Itzcoatl, deprived of his mask, had told them that. He was revealed to be one of the tallest men in the village, with gold rings through his ears so heavy that they had pulled down the lobes, almost to his broad shoulders. Across his chest, he had a tattoo of twin serpents, entwined, openmouthed. Each held a human skull in its gaping jaws.

He still wore a green robe decorated with the same beautiful feathers as the masks.

When Ryan and the others came out of their huts, summoned to the meal, the chief was standing at one end of the table, beckoning for Jak to take the seat at the very head.

“The place of most honor,” he said, seating the others on either side, staggering them with the senior men of the village, including Chimalpopoca and Quauhtlatoa.

The food reminded Ryan of meals that he’d had close to the Grandee, in the south of old Texas and in the very northern regions of old Mexico.

There were plates of corn tortillas and bowls of red beans and chili to go with a large caldron of fish stew. Maize bread was piled all along the table for everyone to help themselves.

The drink was an herbal-flavored liquor that Ryan’s neighbor told him was called octli . Vaguely reminiscent of pulque, it seemed bland enough as you sipped and swallowed, but once it was halfway down the gullet it began to burn with a ferocious fire that belatedly warned you of its high-alcohol potency.

After the fish stew came platters of assorted meats, roasted, with charred skin on the outside, pink and with seeping blood on the inside.

Ryan recognized duck, turkey, venison and what he guessed was some variant on the small pigs that they’d seen running free and wild in the forest.
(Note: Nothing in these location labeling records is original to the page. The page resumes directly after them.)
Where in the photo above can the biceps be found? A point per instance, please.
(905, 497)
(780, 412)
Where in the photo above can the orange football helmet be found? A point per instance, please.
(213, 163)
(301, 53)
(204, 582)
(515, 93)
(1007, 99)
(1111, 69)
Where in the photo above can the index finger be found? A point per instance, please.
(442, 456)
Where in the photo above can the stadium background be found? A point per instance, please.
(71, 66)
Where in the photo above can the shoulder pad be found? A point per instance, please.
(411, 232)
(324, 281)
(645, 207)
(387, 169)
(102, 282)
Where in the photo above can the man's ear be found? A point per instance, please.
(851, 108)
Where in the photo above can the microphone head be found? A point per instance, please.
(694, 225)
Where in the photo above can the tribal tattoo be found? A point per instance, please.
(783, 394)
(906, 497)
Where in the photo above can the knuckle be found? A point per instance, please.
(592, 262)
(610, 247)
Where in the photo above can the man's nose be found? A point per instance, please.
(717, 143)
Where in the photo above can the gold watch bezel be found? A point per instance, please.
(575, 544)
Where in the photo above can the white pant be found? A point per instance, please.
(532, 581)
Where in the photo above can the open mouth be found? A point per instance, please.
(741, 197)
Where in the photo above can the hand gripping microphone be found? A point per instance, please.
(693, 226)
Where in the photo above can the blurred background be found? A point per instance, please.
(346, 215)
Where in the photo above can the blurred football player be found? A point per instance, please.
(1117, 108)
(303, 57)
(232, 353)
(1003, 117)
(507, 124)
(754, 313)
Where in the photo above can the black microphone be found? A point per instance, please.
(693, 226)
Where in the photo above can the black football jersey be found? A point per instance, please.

It was delicious and he ate freely, using his hands, dipping into other dishes of mushed vegetables spiced with chili.

Itzcoatl clapped his hands and beckoned to one of the row of young women who knelt submissively between the long table and the bank of cooking fires. “Bring the very best food for our special visitor.”

“For Jak?” Ryan asked.

“Yes. Must we call him by that name of the earth? We have a word that means burning snow and it would be better for him. What do you think?”

“I think name’s Jak,” Jak said.

The woman was approaching, carrying a platter of wood with something at its center, concealed by a cover.